The match() method returns a MatchData object when a match is found, or nil if no matches was found. In a boolean context, the MatchData object evaluates to true. In a string context, the MatchData object evaluates to the text that was matched. So print(/\w+/.match("test")) prints “test”.

Ruby 2.4 adds the match?() method. It returns true or false like the === method. The difference is that match?() does not does not set $~ (see below) and thus doesn’t need to create a MatchData object. If you don’t need any match details you should use match?() to improve performance.

Special Variables

The ===, =~, and match() methods create a MatchData object and assign it to the special variable $~. Regexp.match() also returns this object. The variable $~ is thread-local and method-local. That means you can use this variable until your method exits, or until the next time you use the =~ operator in your method, without worrying that another thread or another method in your thread will overwrite them.

A number of other special variables are derived from the $~ variable. All of these are read-only. If you assign a new MatchData instance to $~, all of these variables will change too. $& holds the text matched by the whole regular expression. $1, $2, etc. hold the text matched by the first, second, and following capturing groups. $+ holds the text matched by the highest-numbered capturing group that actually participated in the match. $` and $' hold the text in the subject string to the left and to the right of the regex match.

Search And Replace

Use the sub() and gsub() methods of the String class to search-and-replace the first regex match, or all regex matches, respectively, in the string. Specify the regular expression you want to search for as the first parameter, and the replacement string as the second parameter, e.g.: result = subject.gsub(/before/, "after").

To re-insert the regex match, use \0 in the replacement string. You can use the contents of capturing groups in the replacement string with backreferences \1, \2, \3, etc. Note that numbers escaped with a backslash are treated as octal escapes in double-quoted strings. Octal escapes are processed at the language level, before the sub() function sees the parameter. To prevent this, you need to escape the backslashes in double-quoted strings. So to use the first backreference as the replacement string, either pass '\1' or "\\1". '\\1' also works.
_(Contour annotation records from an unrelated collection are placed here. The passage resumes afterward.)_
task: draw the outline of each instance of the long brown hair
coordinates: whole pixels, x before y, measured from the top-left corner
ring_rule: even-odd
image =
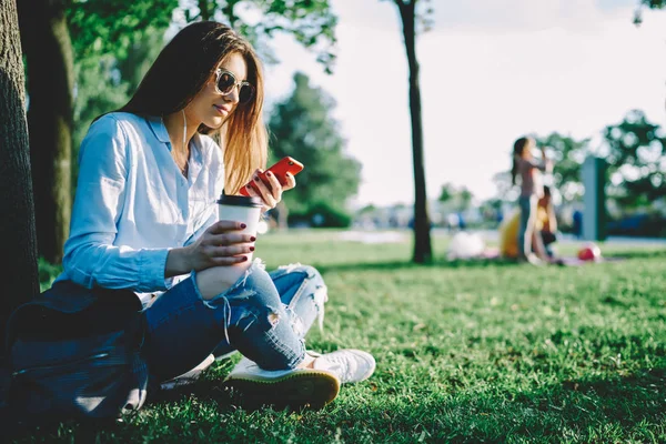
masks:
[[[248,81],[256,89],[250,103],[240,104],[219,129],[201,124],[224,149],[228,194],[236,193],[258,168],[265,168],[268,132],[263,123],[263,74],[252,46],[231,28],[214,21],[194,22],[162,49],[134,95],[118,111],[167,115],[184,109],[205,85],[216,67],[232,53],[248,64]]]
[[[529,138],[519,138],[514,142],[513,164],[511,167],[511,183],[516,184],[516,175],[518,175],[518,158],[523,155],[523,151],[529,143]]]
Splitting Strings and Collecting Matches

To collect all regex matches in a string into an array, pass the regexp object to the string’s scan() method, e.g.: myarray = mystring.scan(/regex/). Sometimes, it is easier to create a regex to match the delimiters rather than the text you are interested in. In that case, use the split() method instead, e.g.: myarray = mystring.split(/delimiter/). The split() method discards all regex matches, returning the text between the matches. The scan() method does the opposite.

If your regular expression contains capturing groups, scan() returns an array of arrays. Each element in the overall array will contain an array consisting of the overall regex match, plus the text matched by all capturing groups.